Monday, June 09, 2003

Keyboarding and Penmanship


CNN has a story that asks the question, are keyboards killing cursive penmanship? As one whose own handwriting had atrophied to near illegibility over the years my use of computers to write had increased, I do know keyboards can hinder writing by hand to the extent they displace writing by hand. The hand frequently loses its muscle memory and efficiency for writing cursive and print well.

The CNN story is interesting because it focuses on the use of computers in the third grade of a California school, Horrall Elementary School, where kids reportedly prefer writing on the computer than writing by hand.

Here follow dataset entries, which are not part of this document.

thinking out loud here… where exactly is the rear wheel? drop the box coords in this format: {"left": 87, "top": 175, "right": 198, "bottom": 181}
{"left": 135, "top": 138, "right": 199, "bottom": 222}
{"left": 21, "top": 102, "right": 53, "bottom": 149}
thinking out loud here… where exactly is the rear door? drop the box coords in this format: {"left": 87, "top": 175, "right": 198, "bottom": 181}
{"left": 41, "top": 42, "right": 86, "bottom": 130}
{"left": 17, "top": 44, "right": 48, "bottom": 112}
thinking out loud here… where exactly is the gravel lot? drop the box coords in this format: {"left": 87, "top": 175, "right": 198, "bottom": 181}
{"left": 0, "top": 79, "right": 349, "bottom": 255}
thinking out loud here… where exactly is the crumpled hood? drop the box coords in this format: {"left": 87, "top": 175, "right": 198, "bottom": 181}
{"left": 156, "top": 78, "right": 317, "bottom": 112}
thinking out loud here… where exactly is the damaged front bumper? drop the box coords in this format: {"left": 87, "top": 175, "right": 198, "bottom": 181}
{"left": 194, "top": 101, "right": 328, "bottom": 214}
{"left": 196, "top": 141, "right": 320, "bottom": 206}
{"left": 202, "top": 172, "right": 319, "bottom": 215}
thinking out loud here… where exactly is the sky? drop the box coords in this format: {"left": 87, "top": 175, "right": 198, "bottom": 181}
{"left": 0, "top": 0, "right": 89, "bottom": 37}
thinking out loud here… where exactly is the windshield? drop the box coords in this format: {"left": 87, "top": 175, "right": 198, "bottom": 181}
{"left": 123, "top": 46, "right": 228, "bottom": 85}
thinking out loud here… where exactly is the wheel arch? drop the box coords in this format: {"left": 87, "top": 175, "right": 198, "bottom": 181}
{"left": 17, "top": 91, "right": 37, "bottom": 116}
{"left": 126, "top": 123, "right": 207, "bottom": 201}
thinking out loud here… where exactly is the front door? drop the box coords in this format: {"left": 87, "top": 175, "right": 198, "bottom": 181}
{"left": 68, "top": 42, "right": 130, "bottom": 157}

"Computers are better," the 9-year-old says, blonde pony tail bobbing behind her. "With typing, you don't have to erase when you make a mistake. You just hit delete, so it's a lot easier."

Such attitudes are worrying to a growing number of parents, educators and historians, who fear that computers are speeding the demise of a uniquely American form of expression. Handwriting experts fear that the wild popularity of e-mail, instant messages and other electronic communication, particularly among kids, could erase cursive within a few decades.

At technology-savvy Horrall Elementary -- where students take keyboard lessons in third grade, precisely when they learn cursive -- Monique's teacher, Ed Boell, is fighting the trend. He refuses to give extra points when students turn in laser-printed homework assignments with fancy computer fonts, and he urges kids to send handwritten letters to parents and friends.

Now I write online a lot, everyday. Almost all writing I do is online, in this blog, in email, in a word processor. But I find myself agreeing with Ed Boell, and I find myself deliberately "fighting the trend." I've been practicing my handwriting lately, trying to get it not just to be readable, but to be something aesthetically pleasing. I want my handwriting to look well-crafted again, something I haven't thought about or cared about in close to 20 years.

Why? I think in part for nostalgia for a skill I've lost. I have a vivid memory of sitting in the student union at the University of Hartford when I was a student there in the late 70's, writing a letter by hand, going slowly, making it neat. And a woman who was on the janitorial staff happened to glance down as she passed, and she stopped, and told me my handwriting was very beautiful. I hadn't thought about that since the day it happened, but it came back to me a few months ago when I was trying to write a quick note to my daughter's teacher and I had to start over more than once because I kept scrawling too poorly (and there was no backspace key to correct a sentence that started out on one train of thought and then jumped track to another midway through).

I also happened to be cleaning out some old boxes and found some old letters that I'd received at different times from my mother. She's been dead for a few years now, but those letters and the care of her handwriting seemed suddenly evocative and important. More so than a uniform font from an email or word processor would have been. There can be a kind of personality quirk extant in the press of ink, the stroke and slope of letter, to one's handwriting that there cannot be with keyboarded words. It's not an issue of voice, and a way with words, but an issue of what the penmanship itself conveys about the person.

And I think that's worth having, the personality of one's penmanship. So I'm practicing my handwriting again, trying to shape and make it something that expresses me.

I also like writing by hand again because it's a change of pace. It changes how I think, and what I have to do to shape and keep a thought. And I like that mental variety in the ways that I think and plan the writing. I think there's value in that. When I teach again, I might experiment with having students do that, do a draft by hand, all the way through, even to the final draft. Just to see what happens.